Le procureur dirige une armée de quelque 1000 adjoints et de 300 enquêteurs. Mais c’est une armée en pleine rébellion. Un juge fédéral a donné raison à des centaines de ses subalternes qui s’estimaient largement discriminés du fait qu’ils étaient membres d’un syndicat. Systématiquement, ils ont été mutés dans des coins reculés du comté, ont vu croître leurs retenues de salaire, ont été moins bien notés que leurs collègues, a admis le juge. «Lorsque vous dormez avec de la merde, vous sentez la merde», leur avait signalé le procureur lorsqu’ils s’étaient adressés à lui.
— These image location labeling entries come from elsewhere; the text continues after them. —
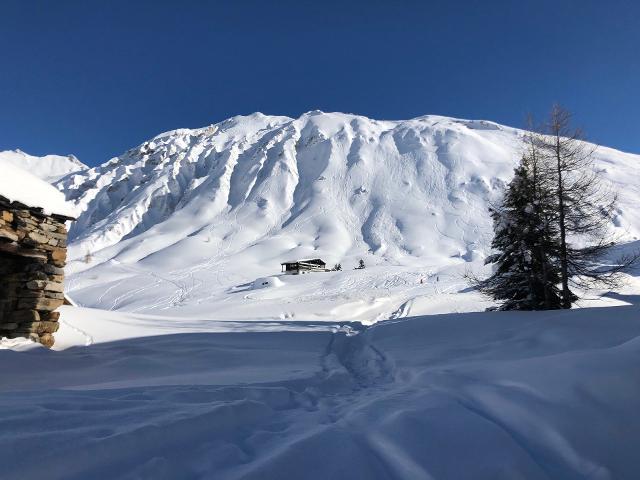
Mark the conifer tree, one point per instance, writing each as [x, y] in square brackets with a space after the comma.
[525, 276]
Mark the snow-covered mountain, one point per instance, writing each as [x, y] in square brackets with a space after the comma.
[49, 168]
[217, 207]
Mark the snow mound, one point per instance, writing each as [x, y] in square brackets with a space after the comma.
[498, 395]
[190, 214]
[49, 168]
[18, 185]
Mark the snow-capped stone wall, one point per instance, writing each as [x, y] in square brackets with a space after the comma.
[33, 252]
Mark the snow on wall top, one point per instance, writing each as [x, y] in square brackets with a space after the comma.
[49, 168]
[18, 185]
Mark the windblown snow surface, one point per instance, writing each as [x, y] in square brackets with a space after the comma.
[192, 357]
[185, 223]
[49, 168]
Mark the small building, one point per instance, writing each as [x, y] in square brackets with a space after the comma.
[304, 266]
[33, 252]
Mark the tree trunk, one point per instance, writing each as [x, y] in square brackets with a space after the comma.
[564, 270]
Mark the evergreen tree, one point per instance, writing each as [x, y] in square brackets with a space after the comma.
[526, 275]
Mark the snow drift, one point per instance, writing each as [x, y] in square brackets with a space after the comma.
[536, 395]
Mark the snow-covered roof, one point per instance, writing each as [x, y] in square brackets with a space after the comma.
[18, 185]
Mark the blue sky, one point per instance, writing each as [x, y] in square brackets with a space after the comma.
[96, 78]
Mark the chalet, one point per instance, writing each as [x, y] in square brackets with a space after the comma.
[33, 252]
[304, 266]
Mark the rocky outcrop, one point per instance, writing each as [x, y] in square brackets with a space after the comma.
[33, 252]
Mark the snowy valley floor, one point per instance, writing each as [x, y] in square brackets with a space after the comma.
[455, 396]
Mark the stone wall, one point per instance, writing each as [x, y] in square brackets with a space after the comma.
[32, 258]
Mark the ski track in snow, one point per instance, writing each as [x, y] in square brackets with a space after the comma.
[400, 399]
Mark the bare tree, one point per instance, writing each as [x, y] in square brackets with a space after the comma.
[584, 207]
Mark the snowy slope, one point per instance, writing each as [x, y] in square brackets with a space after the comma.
[19, 185]
[191, 218]
[49, 168]
[501, 395]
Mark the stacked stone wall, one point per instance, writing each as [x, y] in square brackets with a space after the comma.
[32, 258]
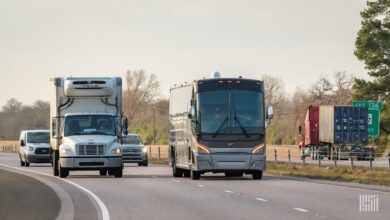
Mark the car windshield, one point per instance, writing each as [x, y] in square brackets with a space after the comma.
[89, 125]
[38, 137]
[231, 113]
[132, 140]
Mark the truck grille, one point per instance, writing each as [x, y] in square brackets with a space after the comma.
[42, 151]
[90, 149]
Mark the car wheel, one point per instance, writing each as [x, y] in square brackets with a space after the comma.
[257, 175]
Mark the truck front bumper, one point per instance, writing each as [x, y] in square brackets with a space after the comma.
[223, 163]
[90, 163]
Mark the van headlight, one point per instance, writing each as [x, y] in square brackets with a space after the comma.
[258, 149]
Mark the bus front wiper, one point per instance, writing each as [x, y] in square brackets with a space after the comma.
[242, 127]
[221, 126]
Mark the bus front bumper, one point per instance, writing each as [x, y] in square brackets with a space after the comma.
[229, 162]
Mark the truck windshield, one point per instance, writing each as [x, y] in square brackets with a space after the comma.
[231, 113]
[89, 125]
[132, 140]
[38, 137]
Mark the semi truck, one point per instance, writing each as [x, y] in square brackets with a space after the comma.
[218, 125]
[87, 125]
[331, 131]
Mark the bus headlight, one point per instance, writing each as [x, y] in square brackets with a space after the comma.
[259, 149]
[202, 149]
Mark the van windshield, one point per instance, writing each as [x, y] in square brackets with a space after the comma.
[38, 137]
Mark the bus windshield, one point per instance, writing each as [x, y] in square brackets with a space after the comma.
[89, 125]
[231, 113]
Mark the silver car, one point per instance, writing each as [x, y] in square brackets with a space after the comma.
[134, 151]
[34, 147]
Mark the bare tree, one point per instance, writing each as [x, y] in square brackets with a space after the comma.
[141, 90]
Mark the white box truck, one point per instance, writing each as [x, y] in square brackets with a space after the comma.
[87, 125]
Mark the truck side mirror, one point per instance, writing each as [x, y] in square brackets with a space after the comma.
[191, 112]
[270, 112]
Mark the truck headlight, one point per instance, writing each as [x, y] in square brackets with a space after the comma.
[117, 151]
[202, 149]
[259, 149]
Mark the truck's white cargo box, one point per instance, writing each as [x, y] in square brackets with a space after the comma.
[86, 87]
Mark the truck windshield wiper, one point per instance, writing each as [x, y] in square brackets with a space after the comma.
[242, 127]
[221, 126]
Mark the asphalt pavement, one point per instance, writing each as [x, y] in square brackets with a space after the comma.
[152, 193]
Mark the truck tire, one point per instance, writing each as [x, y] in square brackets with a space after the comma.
[62, 172]
[257, 175]
[55, 162]
[195, 175]
[118, 172]
[176, 172]
[22, 163]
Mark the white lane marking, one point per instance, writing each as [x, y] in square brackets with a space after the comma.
[301, 210]
[102, 206]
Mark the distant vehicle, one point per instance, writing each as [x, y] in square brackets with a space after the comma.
[335, 128]
[218, 125]
[34, 147]
[134, 151]
[87, 125]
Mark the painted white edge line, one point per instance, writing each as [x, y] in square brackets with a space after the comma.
[260, 199]
[102, 206]
[301, 210]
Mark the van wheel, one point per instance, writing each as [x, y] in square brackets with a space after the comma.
[257, 175]
[22, 164]
[103, 172]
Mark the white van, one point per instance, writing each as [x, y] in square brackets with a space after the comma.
[34, 147]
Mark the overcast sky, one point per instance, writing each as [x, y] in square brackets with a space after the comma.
[179, 40]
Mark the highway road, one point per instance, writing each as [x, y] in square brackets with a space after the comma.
[152, 193]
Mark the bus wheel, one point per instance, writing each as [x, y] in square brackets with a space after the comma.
[257, 175]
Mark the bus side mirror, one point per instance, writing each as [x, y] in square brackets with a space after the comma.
[270, 112]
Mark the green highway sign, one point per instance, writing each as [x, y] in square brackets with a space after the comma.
[373, 116]
[370, 105]
[373, 122]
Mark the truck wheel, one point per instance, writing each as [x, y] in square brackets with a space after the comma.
[176, 172]
[257, 175]
[118, 172]
[62, 172]
[55, 162]
[195, 175]
[22, 163]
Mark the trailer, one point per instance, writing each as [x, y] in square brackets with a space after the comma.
[87, 125]
[331, 131]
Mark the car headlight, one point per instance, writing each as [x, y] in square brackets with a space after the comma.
[258, 149]
[202, 149]
[117, 151]
[65, 151]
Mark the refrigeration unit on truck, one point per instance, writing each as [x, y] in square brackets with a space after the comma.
[87, 125]
[331, 131]
[218, 125]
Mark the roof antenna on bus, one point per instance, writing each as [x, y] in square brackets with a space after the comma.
[216, 75]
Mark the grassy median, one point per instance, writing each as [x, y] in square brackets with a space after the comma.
[377, 176]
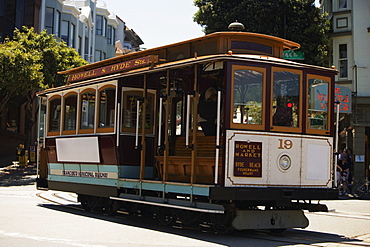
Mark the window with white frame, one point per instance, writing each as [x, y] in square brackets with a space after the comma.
[101, 23]
[49, 20]
[343, 61]
[65, 31]
[342, 4]
[57, 23]
[72, 35]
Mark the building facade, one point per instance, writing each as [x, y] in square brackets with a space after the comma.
[350, 54]
[88, 26]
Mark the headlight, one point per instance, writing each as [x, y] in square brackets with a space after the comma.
[284, 162]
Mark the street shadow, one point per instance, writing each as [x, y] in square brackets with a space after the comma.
[235, 238]
[19, 176]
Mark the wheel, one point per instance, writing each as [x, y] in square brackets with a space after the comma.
[361, 189]
[84, 203]
[222, 223]
[280, 230]
[110, 208]
[164, 216]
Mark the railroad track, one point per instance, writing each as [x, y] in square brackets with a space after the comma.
[291, 237]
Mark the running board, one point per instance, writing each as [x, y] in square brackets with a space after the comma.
[172, 203]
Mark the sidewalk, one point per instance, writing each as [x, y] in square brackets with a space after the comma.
[15, 175]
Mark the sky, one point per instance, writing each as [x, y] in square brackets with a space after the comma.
[159, 22]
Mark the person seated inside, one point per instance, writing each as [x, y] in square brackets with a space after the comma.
[343, 172]
[207, 111]
[283, 116]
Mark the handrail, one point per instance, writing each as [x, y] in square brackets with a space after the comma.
[118, 123]
[137, 124]
[336, 143]
[160, 121]
[218, 123]
[187, 121]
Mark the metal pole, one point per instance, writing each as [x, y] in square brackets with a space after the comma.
[218, 123]
[336, 143]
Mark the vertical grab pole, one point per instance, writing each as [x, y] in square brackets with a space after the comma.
[118, 124]
[166, 124]
[160, 122]
[218, 123]
[143, 129]
[195, 129]
[336, 143]
[137, 124]
[187, 121]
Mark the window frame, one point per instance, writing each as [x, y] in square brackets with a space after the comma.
[328, 79]
[87, 130]
[107, 129]
[261, 70]
[53, 133]
[130, 130]
[275, 128]
[340, 59]
[64, 131]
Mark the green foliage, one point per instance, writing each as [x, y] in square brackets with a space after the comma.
[20, 72]
[55, 56]
[296, 20]
[30, 62]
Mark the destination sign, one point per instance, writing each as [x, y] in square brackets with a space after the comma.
[248, 159]
[113, 68]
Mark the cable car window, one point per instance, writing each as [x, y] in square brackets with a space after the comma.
[87, 109]
[285, 100]
[248, 97]
[129, 106]
[317, 104]
[70, 112]
[54, 114]
[107, 99]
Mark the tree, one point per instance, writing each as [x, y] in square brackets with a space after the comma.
[29, 62]
[296, 20]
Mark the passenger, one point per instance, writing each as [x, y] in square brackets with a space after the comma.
[351, 167]
[342, 172]
[207, 111]
[283, 116]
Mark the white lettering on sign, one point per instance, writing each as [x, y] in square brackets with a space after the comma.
[87, 174]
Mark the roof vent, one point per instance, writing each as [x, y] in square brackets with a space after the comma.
[236, 26]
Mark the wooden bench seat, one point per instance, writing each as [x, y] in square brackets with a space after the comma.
[179, 165]
[179, 169]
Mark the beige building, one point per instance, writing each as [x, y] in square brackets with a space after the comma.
[350, 53]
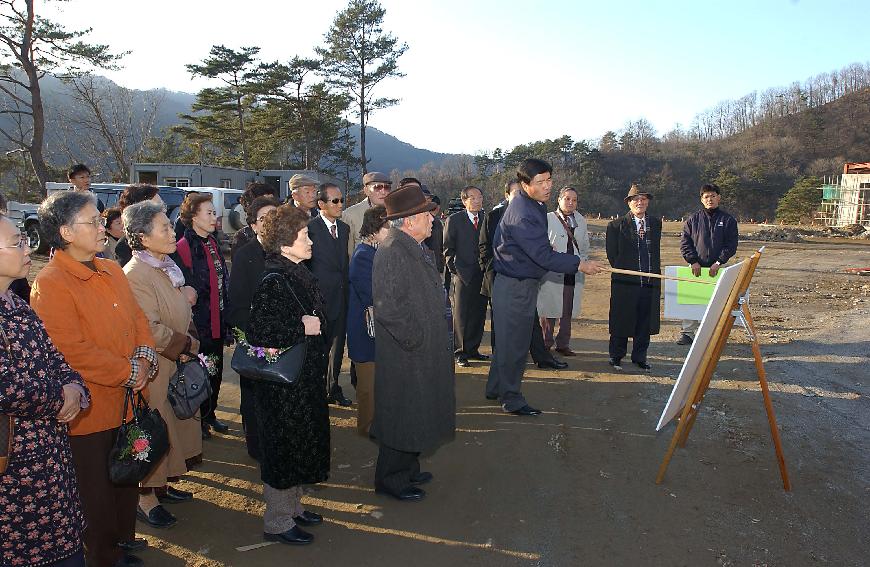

David Walgren n’est pas soupçonné par son chef d’appartenir à ce même monde malodorant. Cet adjoint a laissé aujourd’hui le monde de la petite délinquance pour travailler dans la division des «crimes majeurs» au sein du bureau du procureur. Dans l’affaire Michael Jackson, son supérieur l’a laissé monopoliser l’attention et requérir la condamnation de son médecin pour «négligence grave». Pour le bureau du procureur, ce cas revêt une importance particulière: il n’est pas sans rappeler un autre procès célèbre, dans lequel le prédécesseur de Cooley n’était pas parvenu à mettre sous les verrous un certain O. J. Simpson. Pour Walgren lui-même, l’affaire n’est pas moins importante: cherchant à grimper les échelons, il a obtenu des lettres de soutien d’une longue série de juges. Y compris de celui qui est en charge de ce dossier…
De même, dans l’affaire Polanski, le procureur adjoint est monté pratiquement seul au créneau, n’hésitant pas à enflammer le dossier en qualifiant le cinéaste de «violeur d’enfants», de «criminel» et de «fugitif». Le «rappel des faits» qu’il a lu devant le juge était à ce point détaillée sur les «actes de copulation» reprochés à Polanski, que les agences de presse qui l’ont reproduit l’ont accompagné d’une mise en garde sur son «contenu sexuellement explicite», comparable à celles qui précèdent la diffusion de films pornographiques.
«Nous avons été consistants dans cette affaire. Nous voulons vraiment que Polanski soit appréhendé, assurait Steve Cooley dans la presse californienne, en faisant référence au travail de son adjoint. Nous poursuivrons cette affaire jusqu’à son terme.»